PDF(Pubmed)
Abstract:
Fragile X (FMR1) premutation is a common mutation that affects about 1 in 200 females and 1 in 450 males and can lead to the development of fragile-X-associated tremor/ataxia syndrome (FXTAS). Although there is no targeted, proven treatment for FXTAS, research suggests that sulforaphane, an antioxidant present in cruciferous vegetables, can enhance mitochondrial function and maintain redox balance in the dermal fibroblasts of individuals with FXTAS, potentially leading to improved cognitive function. In a 24-week open-label trial involving 15 adults aged 60-88 with FXTAS, 11 participants successfully completed the study, demonstrating the safety and tolerability of sulforaphane. Clinical outcomes and biomarkers were measured to elucidate the effects of sulforaphane. While there were nominal improvements in multiple clinical measures, they were not significantly different after correction for multiple comparisons.
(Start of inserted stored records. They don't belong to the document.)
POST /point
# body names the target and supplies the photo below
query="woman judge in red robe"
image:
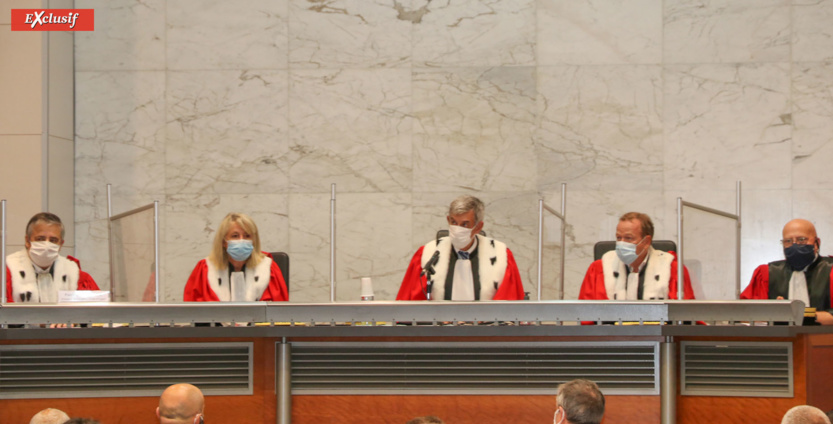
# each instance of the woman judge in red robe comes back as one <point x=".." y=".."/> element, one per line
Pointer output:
<point x="236" y="269"/>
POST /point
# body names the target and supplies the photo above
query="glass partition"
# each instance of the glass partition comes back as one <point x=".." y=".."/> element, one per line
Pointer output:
<point x="133" y="255"/>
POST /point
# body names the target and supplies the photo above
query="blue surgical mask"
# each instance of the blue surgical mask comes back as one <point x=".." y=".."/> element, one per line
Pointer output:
<point x="626" y="251"/>
<point x="240" y="250"/>
<point x="800" y="256"/>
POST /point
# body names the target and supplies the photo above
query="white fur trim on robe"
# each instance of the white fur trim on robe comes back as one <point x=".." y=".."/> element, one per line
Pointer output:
<point x="25" y="282"/>
<point x="491" y="275"/>
<point x="256" y="282"/>
<point x="657" y="276"/>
PBMC energetic measures showed that the level of citrate synthase was higher after sulforaphane treatment, resulting in lower ATP production. The ratio of complex I to complex II showed positive correlations with the MoCA and BDS scores. Several mitochondrial biomarkers showed increased activity and quantity and were correlated with clinical improvements.
摘要:
脆性X(FMR1)前突变是一种常见的突变,影响约200名女性中的1名和450名男性中的1名,并可导致脆性X相关的震颤/共济失调综合征(FXTAS)的发展。虽然没有针对性,对FXTAS的有效治疗,研究表明萝卜硫素,十字花科蔬菜中存在的抗氧化剂,可以增强线粒体功能并维持FXTAS患者皮肤成纤维细胞的氧化还原平衡,可能导致认知功能的改善。在一项为期24周的开放标签试验中,15名年龄在60-88岁的成年人患有FXTAS,11名参与者成功完成研究,证明萝卜硫素的安全性和耐受性。测量临床结果和生物标志物以阐明萝卜硫素的作用。虽然多项临床措施都有名义上的改善,经多重比较校正后,两者无显著差异.PBMC能量测量显示,萝卜硫烷处理后柠檬酸合成酶水平较高,导致较低的ATP产量。复合物I与复合物II的比率与MoCA和BDS评分呈正相关。几种线粒体生物标志物显示活性和数量增加,并与临床改善相关。